Read more: 'Singing up Country': reawakening the Black Duck Songline, across 300km in Australia's southeast[5]

Acknowledgement of Indigenous peoples’ rights on a global stage

With their tragic histories now better known, in 2007 the United Nations endorsed the Declaration on the Rights of Indigenous Peoples[6]. This declaration represented the culmination of meetings of over 700 Indigenous representatives, the participants hailing from many diverse environments and regions around the world. Indigenous peoples had long demanded their fundamental human rights be reinstated. Now they were heard in an international arena.

It is noteworthy that Australia and its English speaking allies, United States, New Zealand and Canada initially opposed the declaration[7]. Eventually agreeing to sign, they remained concerned about its potential impact on their national sovereignty.

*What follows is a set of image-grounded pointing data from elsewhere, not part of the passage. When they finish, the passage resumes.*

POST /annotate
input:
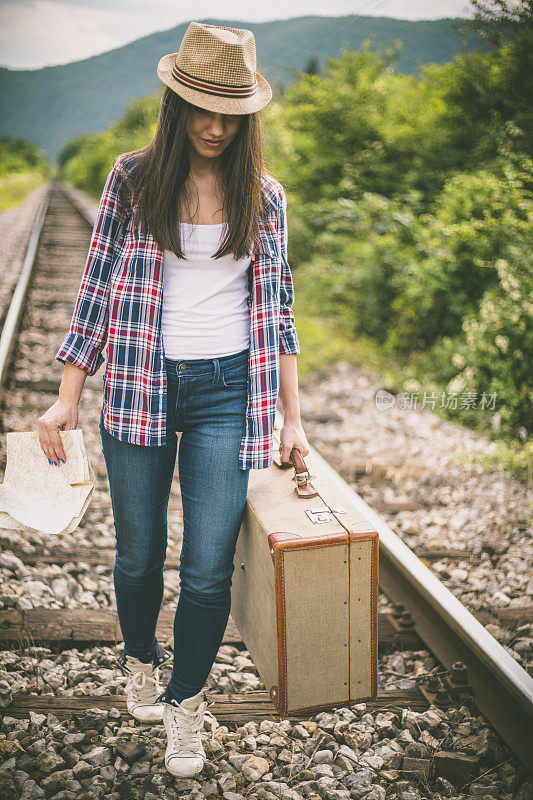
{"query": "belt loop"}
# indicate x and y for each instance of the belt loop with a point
(216, 377)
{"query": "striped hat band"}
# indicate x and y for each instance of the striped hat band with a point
(212, 87)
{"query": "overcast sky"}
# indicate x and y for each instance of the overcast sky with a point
(38, 33)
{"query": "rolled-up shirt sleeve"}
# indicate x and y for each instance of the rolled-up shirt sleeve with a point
(87, 334)
(288, 338)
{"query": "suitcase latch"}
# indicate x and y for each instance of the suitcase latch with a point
(317, 515)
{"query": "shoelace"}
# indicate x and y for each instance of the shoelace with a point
(142, 686)
(188, 735)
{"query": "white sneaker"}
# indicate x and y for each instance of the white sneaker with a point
(142, 686)
(185, 754)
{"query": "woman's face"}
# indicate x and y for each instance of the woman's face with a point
(207, 127)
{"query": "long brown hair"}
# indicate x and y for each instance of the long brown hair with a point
(157, 176)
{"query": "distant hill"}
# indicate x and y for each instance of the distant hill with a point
(52, 105)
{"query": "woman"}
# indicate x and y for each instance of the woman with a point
(187, 281)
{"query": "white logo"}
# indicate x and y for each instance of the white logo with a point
(384, 400)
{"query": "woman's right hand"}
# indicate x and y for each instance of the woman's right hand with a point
(62, 415)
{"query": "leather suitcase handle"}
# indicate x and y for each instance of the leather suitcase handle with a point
(304, 488)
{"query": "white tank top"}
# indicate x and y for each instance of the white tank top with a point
(205, 300)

The UN Committee recognised Indigenous people as entitled to a special category of rights. In the Declaration they shared a common entitlement to what they had held historically and was still under threat:

their political, economic and social structures and […] their cultures, spiritual traditions, histories and philosophies, especially their rights to their lands, territories and resources.

Our Routledge Companion to Indigenous Global History takes a few more steps to recognising that historical suffering and ongoing injustice on a global scale. But the Companion does not overlook the richness, power and strength of Indigenous peoples.

They have developed their own historical interpretations and modes of historical practice through millennia. In our collection, authors Paul Lane, Chris Ballard, Peter Veth and colleagues, Paulette Steeves and John Maynard explain the deep stories held in the land, the sea and the sky.

The history of the deep pasts and modern presents of Indigenous peoples is the story of peoples who are the custodians of the planet upon which we all live. They have left, and continue to leave profound legacies.

On a planet where waterways, seas, lands and skies are being exploited ever more destructively, Indigenous people’s respect for the environment offers inspiring insights for future generations.